The battle in Baiji, 130 miles north of Baghdad, came as the Obama administration, which extricated US troops from Iraq less than three years ago, was weighing a more muscular response, including airstrikes, to help the besieged government of Prime Minister Nouri al-Maliki.
Foreign Minister Hoshyar Zebari said Wednesday in Saudi Arabia that Iraq had asked for US airstrikes, according to Al Arabiya television. That would make Zebari the first top Iraqi official to publicly confirm that request, reported by The New York Times last week.
If the insurgent takeover of Baiji is confirmed, the facility would be the first operating refinery to fall to the fighters of the Islamic State of Iraq and Syria who have swept through much of northern Iraq. They have surrounded the refinery in Baiji for the past week, fighting a battalion of the Iraqi army that had been backed by air support.
The loss of the refinery could deny the Iraq government an important source of fuel and provide the insurgents with a potentially lucrative source of income, assuming that they can ensure its continued operation and sell the fuel, at least in the areas they control. The Islamic State already profits from its control of oil resources in eastern Syria.
In a televised statement, an Iraqi military spokesman, General Qassim Atta, denied that the Baiji refinery had fallen.
“Baiji is now under control of our security forces, completely,” Atta said, appearing on Iraqiya, the state television channel, hours after militant fighters had apparently taken over the refinery.
A local government official in Baiji, and the army commander in charge of defending the refinery, also insisted that Iraqi authorities were still in control, although they conceded that militant fighters had invaded the facility and controlled two of the four main entrances.
“We are fine; we are still inside the refinery and we are fighting,” said Brigadier General Arras Abdul Qadir, the commander of the troops guarding the refinery, reached by telephone Wednesday. Asked how long his troops could hold out, he said, “We will see.”
Other accounts from Baiji said the insurgents had total control. A refinery worker reached by telephone who gave only his first name, Mohammad, said the refinery had been attacked at 4 a.m. and workers had taken refuge in underground bunkers. An unknown number of natural gas storage tanks were set ablaze. After taking heavy losses, the troops guarding the facility surrendered, at least 70 were taken prisoner, and the refinery workers were sent home unharmed, he said.
An Iraqi army lieutenant from Baiji, also reached by telephone and speaking on the condition of anonymity, said he had fled his unit when it became clear that it would not be able to resist the Islamic State’s forces.
Eyewitnesses in the area also reported seeing militant checkpoints controlling access to the sprawling refinery area and smoke rising over the complex from numerous fires.
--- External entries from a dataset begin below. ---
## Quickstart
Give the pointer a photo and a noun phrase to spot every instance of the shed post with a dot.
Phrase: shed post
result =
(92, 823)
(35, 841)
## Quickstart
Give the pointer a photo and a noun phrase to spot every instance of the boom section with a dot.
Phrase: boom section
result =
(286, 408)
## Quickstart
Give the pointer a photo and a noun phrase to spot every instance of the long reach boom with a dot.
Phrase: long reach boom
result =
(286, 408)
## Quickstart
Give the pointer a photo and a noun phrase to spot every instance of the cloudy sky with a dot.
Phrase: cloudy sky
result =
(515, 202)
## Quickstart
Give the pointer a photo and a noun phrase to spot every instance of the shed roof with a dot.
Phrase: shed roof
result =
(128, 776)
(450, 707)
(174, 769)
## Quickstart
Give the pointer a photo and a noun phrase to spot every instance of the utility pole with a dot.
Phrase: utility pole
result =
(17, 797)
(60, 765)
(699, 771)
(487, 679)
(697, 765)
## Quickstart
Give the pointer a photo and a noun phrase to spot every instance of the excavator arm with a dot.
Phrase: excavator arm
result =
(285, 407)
The attackers had besieged the refinery for the past week, after most of the surrounding Salahuddin province had fallen under their control.
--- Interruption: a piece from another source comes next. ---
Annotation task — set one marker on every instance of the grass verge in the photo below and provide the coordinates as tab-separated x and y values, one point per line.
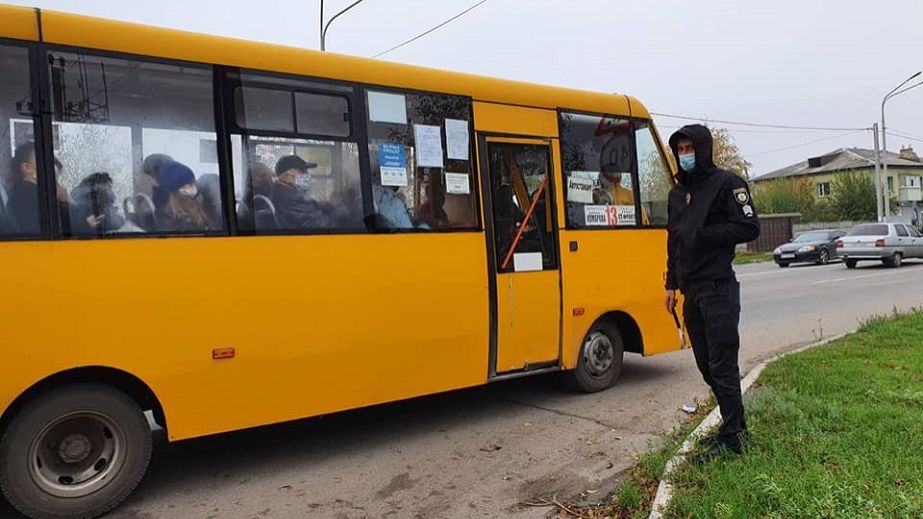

Atta, in his televised statement, said Iraqi forces were continuing to fight in Baiji, and he praised the efforts of one air force pilot in particular in staving off the insurgents.
“The air force is in the battle against them, with the support from the Golden Division of the special forces,” he said, referring to an elite unit that is reportedly under the prime minister’s direct control.
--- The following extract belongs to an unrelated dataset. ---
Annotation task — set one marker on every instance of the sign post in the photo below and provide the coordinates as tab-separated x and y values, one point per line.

“We will continue our operations, and we will not let anyone from ISIS take one foot of our lands,” he said.
Atta also said Iraqi forces were making gains in several areas in Salahuddin and Nineveh and had retaken the city of Tal Afar, which was reported to have fallen to the militants Monday.
He depicted a military situation that contradicted most reports from the field so far, saying that Iraqi forces had regained the initiative.
“Now our forces are becoming stronger,” he said. “Now we are the ones who are taking the initiative and making the attacks, instead of defending.”
So far, the fighting has largely been isolated to cities in the north, including Mosul and Tikrit, where Islamic State fighters have taken control.